By contributing to your pension before the deadline and electing to have the contribution offset against your 2023 income, you can lower the amount of tax you owe. This is especially beneficial for those who have not yet maximised “their age-related contribution limits”.
Up to age 29: 15% of Net Relevant Earnings (NRE)
30–39: 20%
40–49: 25%
50–54: 30%
55–59: 35%
60 and over: 40%
These limits are calculated against your NRE, which is capped at €115,000. By understanding these age bands and earnings caps, you can optimise the amount of relief you receive, particularly as you get closer to retirement.
If you are a PAYE client, pension contributions made in time for this deadline can lead to immediate financial benefits. Unlike self-employed individuals, who may be facing a tax bill at this time of year, if you as a PAYE customers make a backdated pension contribution you could find you are entitled to a tax rebate. This is because your overall income tax liability for 2023 is recalculated to account for the new contribution, resulting in a refund of some of the tax you previously paid.
If you are self-employed and/or under the self-assessment tax system, this is a crucial period for managing your income tax bills. By making a pension contribution before the ‘Pay and File’ deadline and electing to backdate it to 2023, you can significantly reduce the tax you owe. This can be a vital step in lessening the overall financial burden as the contribution is offset against your prior year’s earnings.

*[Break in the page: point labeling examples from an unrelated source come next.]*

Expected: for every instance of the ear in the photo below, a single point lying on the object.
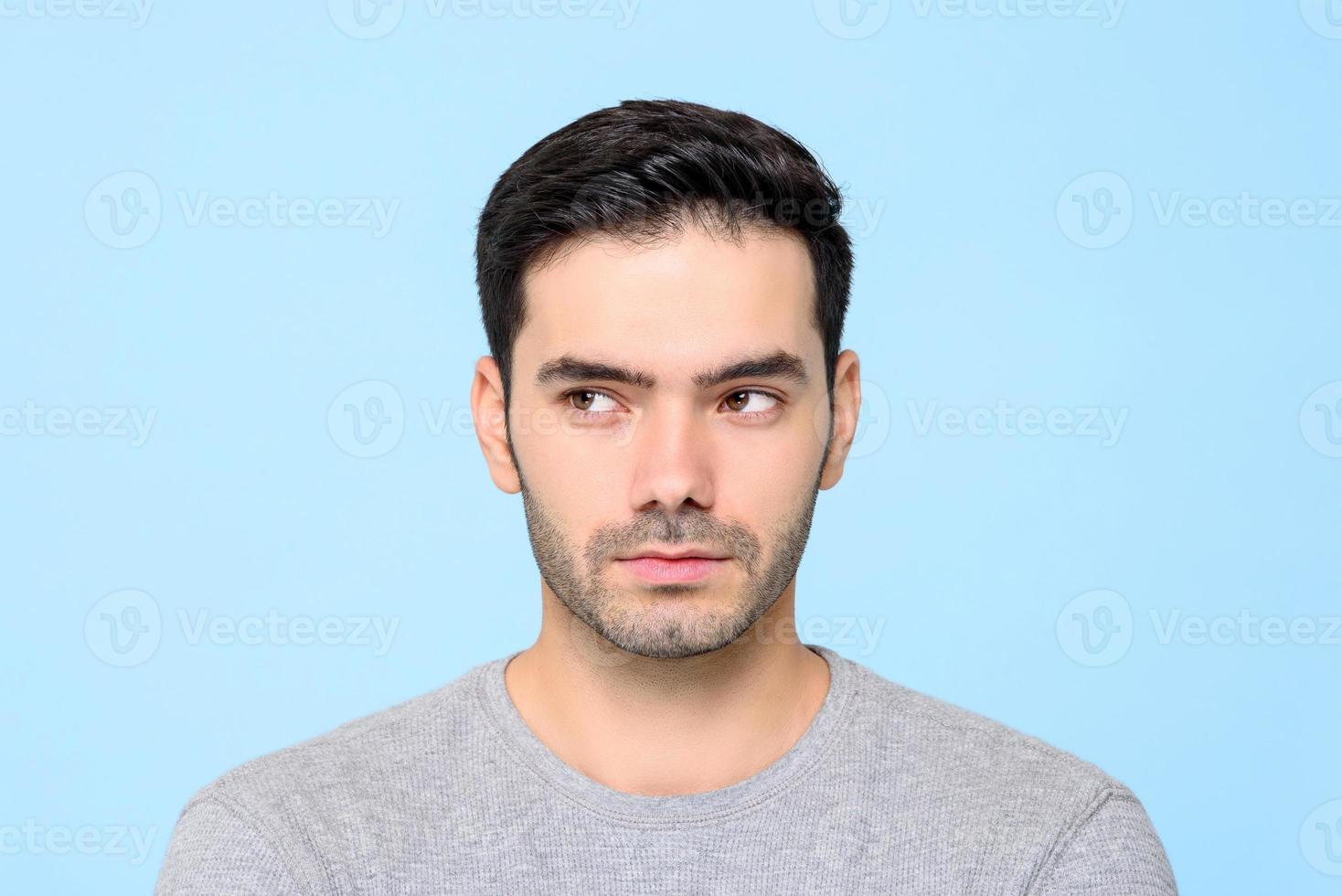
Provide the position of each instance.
(492, 424)
(847, 404)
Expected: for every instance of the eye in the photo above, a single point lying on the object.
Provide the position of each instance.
(590, 401)
(739, 401)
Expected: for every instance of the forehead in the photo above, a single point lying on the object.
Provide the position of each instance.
(683, 301)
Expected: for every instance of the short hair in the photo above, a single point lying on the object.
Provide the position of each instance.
(639, 171)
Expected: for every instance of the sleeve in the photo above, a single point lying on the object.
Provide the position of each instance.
(217, 852)
(1114, 852)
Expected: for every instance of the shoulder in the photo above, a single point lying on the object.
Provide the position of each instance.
(918, 730)
(349, 770)
(1009, 793)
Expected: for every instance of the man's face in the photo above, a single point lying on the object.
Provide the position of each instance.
(633, 433)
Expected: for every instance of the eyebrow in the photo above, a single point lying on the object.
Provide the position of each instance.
(776, 365)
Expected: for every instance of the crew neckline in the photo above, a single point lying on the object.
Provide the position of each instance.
(683, 809)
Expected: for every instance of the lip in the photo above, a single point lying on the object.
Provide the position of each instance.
(653, 568)
(663, 553)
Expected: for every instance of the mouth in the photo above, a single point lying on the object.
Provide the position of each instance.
(688, 565)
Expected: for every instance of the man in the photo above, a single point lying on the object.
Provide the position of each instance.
(663, 290)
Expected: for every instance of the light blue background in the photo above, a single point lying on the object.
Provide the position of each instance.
(1220, 494)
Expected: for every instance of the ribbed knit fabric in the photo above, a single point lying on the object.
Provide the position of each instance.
(888, 792)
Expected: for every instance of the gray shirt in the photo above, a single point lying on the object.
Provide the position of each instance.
(888, 792)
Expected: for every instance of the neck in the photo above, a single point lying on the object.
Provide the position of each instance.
(667, 727)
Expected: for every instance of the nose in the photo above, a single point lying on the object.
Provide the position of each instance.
(674, 460)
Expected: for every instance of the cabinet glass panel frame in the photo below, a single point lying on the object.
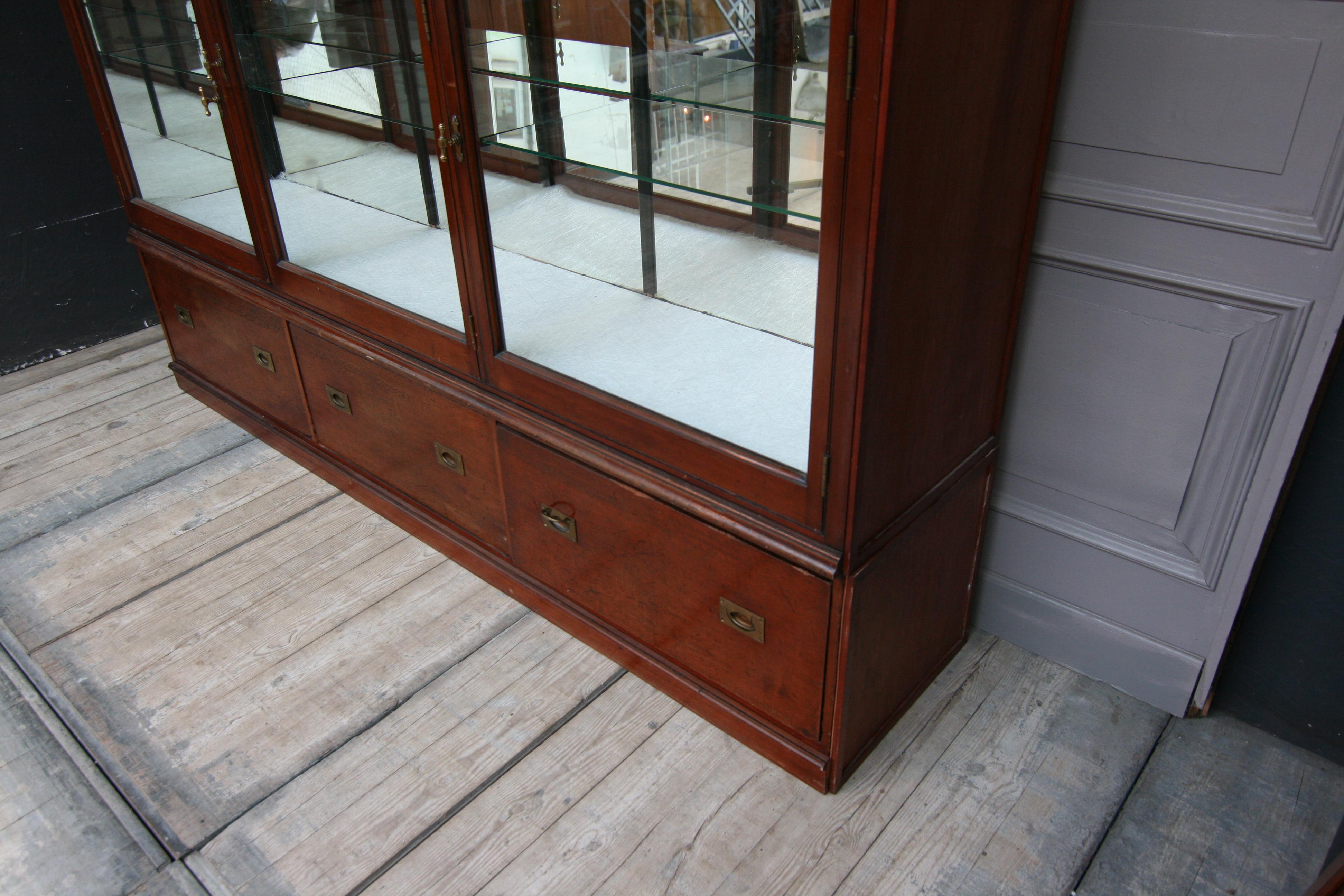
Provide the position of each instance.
(346, 112)
(732, 467)
(152, 68)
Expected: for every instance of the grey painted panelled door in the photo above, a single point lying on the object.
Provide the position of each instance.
(1180, 311)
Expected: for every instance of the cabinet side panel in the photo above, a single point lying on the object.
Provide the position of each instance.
(908, 616)
(972, 91)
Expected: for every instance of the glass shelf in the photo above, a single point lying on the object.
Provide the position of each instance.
(116, 10)
(319, 31)
(694, 80)
(163, 57)
(694, 150)
(353, 89)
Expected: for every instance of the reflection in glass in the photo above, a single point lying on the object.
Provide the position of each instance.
(156, 73)
(342, 111)
(654, 177)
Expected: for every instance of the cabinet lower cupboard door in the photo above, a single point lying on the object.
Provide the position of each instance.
(746, 623)
(230, 342)
(410, 436)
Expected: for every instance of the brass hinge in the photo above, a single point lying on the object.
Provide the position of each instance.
(849, 69)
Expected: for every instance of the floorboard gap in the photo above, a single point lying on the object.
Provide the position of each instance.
(486, 785)
(88, 765)
(187, 571)
(1111, 825)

While the benefits of making a pension contribution are substantial, there are several common pitfalls that can arise, particularly concerning eligibility for tax relief. For example, if your employment status changes between 2023 and 2024, this can impact your ability to claim tax relief on contributions made to an AVC or occupational pension scheme. Similarly, if you have multiple income streams, for example you are self-employed with secondary employment, you may face limits due to dual-income rules.
Do not wait until it is too late. Speak with your financial advisor, assess your contribution options, and make your payment before the end of October, or by the extended November deadline if filing through ROS.
This is a once-a-year opportunity to reduce your taxes while investing in your future retirement. Take advantage of the available tax relief and ensure that your pension plan is working to the max for both your present and future financial health.